Canine Transmissible Venereal Tumor and its Treatment

Introduction

Transmissible venereal tumor (TVT) also known as venereal granuloma, infectious sarcoma, Sticker’s sarcoma and canine condyloma is an unusual reticuloendothelial tumor that occur in all dog breeds and is seen in various parts of the world, especially in tropical and subtropical zones. However, it is particularly common in stray dogs, which mate without any control after reaching sexual maturation and is mainly transmitted through coitus [1]. The tumor is primarily located on the genitalia or, less commonly, on the lips or other portions of the skin or mucosa that come in contact with the genitalia. Dogs of both the sexes and all ages are affected, but tumor is most commonly seen in female dogs that have reached sexual maturity. These tumors grow rapidly at first and then remain static for a time, with eventual spontaneous regression after several months. There is infrequent metastasis to regional lymphnodes and rarely to viscera

Transmissible venereal tumors (TVT) are tumors that arise from the dysregulated growth of cells called histiocytes. Histocytes are a type of immune system cell found in many areas of the body, including the skin. TVTs develop from skin histiocytes. TVTs are malignant (cancerous) tumors. Different from other cancers, TVTs are transferrable between dogs. It is sexually transmitted through direct skin-to-skin contact with the tumor that results in cancer cells being transplanted from dog to dog.

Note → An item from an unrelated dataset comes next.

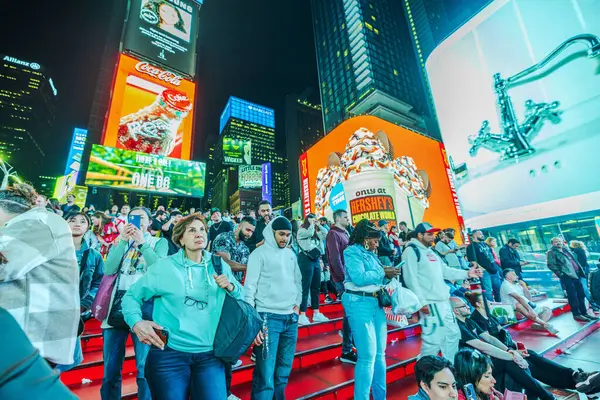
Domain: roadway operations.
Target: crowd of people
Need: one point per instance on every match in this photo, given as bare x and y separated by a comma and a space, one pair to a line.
161, 278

Aetiology and transmission

The transmission of TVT by means of intact neoplasm cells was assumed already from the beginning of the 20th century. Later, it was proven that the dog is the only host of TVT. Then it was confirmed that the mutated neoplasm cell itself was the causal agent of TVT and that it induces an immune response in the host. Significant morphological differences have been repeatedly demonstrated to exist between normal dog cells and cells of the tumour. These include constantly some highly specific chromosome aberrations, which, when associated with other factors, lead to the conclusion that TVT derives from cells that have undergone a mutation caused by a still unknown factor. Tumour cells are exfoliated and transplanted during coitus from animal to animal and perpetuate themselves like any other heterologous, mono-cellular organism. The mechanism allowing the neoplastic cells to override nature’s histocompatibility barrier is unknown, while the presence of active immunity has been demonstrated.

Clinical observations

 The clinical appearance of TVT has been repeatedly described and is well known. Findings from the majority of cases, recorded in our clinic are summarized below:

Gender and age of infected dogs

Females were infected more often than males (64.5% and 35.5%, respectively). The disease usually (80%) occurred in animals of reproductive age (2 to 8 years old) and less often at older ones.

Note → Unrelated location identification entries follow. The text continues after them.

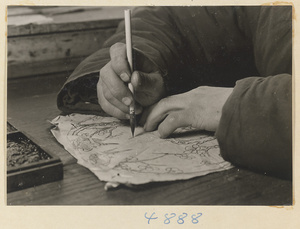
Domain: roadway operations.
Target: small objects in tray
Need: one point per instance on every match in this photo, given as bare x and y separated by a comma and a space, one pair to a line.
28, 164
23, 152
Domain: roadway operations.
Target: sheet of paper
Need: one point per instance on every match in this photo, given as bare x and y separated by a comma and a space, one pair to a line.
104, 145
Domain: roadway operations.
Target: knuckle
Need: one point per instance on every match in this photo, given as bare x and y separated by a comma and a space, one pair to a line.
107, 95
115, 47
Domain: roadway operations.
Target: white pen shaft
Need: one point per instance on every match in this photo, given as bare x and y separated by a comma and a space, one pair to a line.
129, 51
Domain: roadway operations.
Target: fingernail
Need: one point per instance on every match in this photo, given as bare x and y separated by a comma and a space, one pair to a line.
124, 76
138, 109
126, 101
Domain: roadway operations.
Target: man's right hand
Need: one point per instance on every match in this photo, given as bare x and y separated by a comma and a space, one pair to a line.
114, 96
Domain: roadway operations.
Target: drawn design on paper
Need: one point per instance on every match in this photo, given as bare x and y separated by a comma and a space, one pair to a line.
104, 145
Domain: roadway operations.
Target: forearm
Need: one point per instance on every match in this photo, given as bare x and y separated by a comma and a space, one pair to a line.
255, 130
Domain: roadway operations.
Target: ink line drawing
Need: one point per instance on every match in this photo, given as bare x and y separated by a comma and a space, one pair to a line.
104, 145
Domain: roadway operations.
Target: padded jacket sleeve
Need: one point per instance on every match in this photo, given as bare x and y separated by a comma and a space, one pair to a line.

Main duty- use and social habits of dogs

The main depots of TVT are considered to be populations of unsupervised stray and semi-stray dogs and owned dogs with vague symptoms. Any close contact with those dogs increases the risk of infection. High-risk groups included especially the habitually yard-escaping dogs (75.5%), usually guard dogs (41.3%) and hunting dogs (41.5%), which often came in proximity at the hunters meeting points. TVT was rare in “strictly” supervised home-kept companion animals (4%), occurring only after escape to experience an uncontrolled-unwanted copulation.

Tumour location

In female dogs the neoplastic lesions were usually located at vestibule and less often at the vagina or invading the vulvar lips. Main lesions were almost always present at the junction of the vestibule and vagina, perhaps due to the high pressure exerted on this area during mating.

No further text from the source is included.